I was able to identify the cause of the IndexError using gdb, so I’m sharing the steps here for reference.
1. Run the script directly without mpirun
OMP_NUM_THREADS=1 python3 test_fsdp2_mpi.py --backend mpi
This produced the same IndexError: map::at
as when using mpirun.
2. Launch the script under gdb
OMP_NUM_THREADS=1 gdb --args python3 test_fsdp2_mpi.py --backend mpi
Gdb launched correctly, however, the IndexError thrown from the C++ was not caught immediately. It likely did not propagate back to the Python main thread in a way that gdb could catch by default, and it may have been masked or wrapped by the Python runtime or pybind11 interface.

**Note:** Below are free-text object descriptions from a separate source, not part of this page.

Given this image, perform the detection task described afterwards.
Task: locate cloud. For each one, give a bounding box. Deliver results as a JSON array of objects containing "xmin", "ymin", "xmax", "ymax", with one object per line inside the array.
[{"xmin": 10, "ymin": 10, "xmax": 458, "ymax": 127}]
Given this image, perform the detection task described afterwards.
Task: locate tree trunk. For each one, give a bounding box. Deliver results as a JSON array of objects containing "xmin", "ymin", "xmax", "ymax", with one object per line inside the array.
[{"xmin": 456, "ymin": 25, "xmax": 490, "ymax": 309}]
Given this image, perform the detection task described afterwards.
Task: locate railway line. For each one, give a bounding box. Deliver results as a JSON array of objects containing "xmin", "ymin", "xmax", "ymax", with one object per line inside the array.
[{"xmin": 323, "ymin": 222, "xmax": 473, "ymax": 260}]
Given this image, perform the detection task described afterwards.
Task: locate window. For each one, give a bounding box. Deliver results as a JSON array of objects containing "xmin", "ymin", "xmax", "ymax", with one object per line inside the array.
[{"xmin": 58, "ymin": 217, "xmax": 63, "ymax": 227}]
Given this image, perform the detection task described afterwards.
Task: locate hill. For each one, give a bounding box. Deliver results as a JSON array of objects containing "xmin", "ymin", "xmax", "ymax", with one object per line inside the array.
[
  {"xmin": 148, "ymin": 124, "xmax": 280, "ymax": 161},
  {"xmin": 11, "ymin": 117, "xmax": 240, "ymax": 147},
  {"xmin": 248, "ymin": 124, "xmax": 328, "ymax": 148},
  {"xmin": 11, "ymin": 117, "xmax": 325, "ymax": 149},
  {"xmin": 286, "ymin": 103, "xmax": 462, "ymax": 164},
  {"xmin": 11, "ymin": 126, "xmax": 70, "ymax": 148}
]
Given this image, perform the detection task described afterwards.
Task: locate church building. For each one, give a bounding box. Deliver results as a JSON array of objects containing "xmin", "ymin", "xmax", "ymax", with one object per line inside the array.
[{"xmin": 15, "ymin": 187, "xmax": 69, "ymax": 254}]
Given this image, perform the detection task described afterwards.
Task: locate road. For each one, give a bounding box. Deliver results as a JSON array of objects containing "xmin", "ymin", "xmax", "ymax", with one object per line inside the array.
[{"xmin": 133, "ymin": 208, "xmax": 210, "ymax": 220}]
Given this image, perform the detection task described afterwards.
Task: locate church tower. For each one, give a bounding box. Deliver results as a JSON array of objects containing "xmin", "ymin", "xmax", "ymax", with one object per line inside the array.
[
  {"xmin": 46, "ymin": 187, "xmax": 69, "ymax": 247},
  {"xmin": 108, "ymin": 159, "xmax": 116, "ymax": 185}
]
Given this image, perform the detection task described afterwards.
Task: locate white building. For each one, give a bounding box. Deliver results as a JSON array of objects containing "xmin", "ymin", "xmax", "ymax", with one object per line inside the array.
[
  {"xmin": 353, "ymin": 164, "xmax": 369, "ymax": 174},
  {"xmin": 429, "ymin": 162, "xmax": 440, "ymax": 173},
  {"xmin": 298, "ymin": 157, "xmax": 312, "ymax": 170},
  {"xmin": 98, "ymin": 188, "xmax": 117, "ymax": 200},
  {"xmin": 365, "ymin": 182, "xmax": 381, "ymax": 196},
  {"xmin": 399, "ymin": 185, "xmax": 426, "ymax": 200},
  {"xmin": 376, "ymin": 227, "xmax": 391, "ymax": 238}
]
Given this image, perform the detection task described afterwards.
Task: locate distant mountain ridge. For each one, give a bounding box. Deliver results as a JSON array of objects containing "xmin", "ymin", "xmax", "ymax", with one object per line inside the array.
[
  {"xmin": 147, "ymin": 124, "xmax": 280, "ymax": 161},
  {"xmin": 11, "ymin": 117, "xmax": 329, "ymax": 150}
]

3. Set a catchpoint for all C++ exceptions
(gdb) catch throw
Catchpoint 1 (throw)
This instructs gdb to break whenever any C++ exception is thrown, regardless of whether it is propagated to Python.
As a result, the catchpoint triggered when the exception was thrown:
Thread 4 "python3" hit Catchpoint 1 (exception thrown), 0x00007f308cd914a1 in __cxa_throw()
from /lib/x86_64-linux-gnu/libstdc++.so.6
Then, running bt (backtrace) gave the following:
(gdb) bt
#0 __cxa_throw
#1 std::__throw_out_of_range
#2 std::map::at (c10d::ReduceOp::AVG)
#3 c10d::ProcessGroupMPI::_reduce_scatter_base(...)
#4 c10d::ProcessGroupMPI::runLoop()
...
Note: I also tried using import faulthandler; faulthandler.disable()
and import signal; signal.signal(signal.SIGSEGV, signal.SIG_DFL)
, but it had no effect on catching the exception.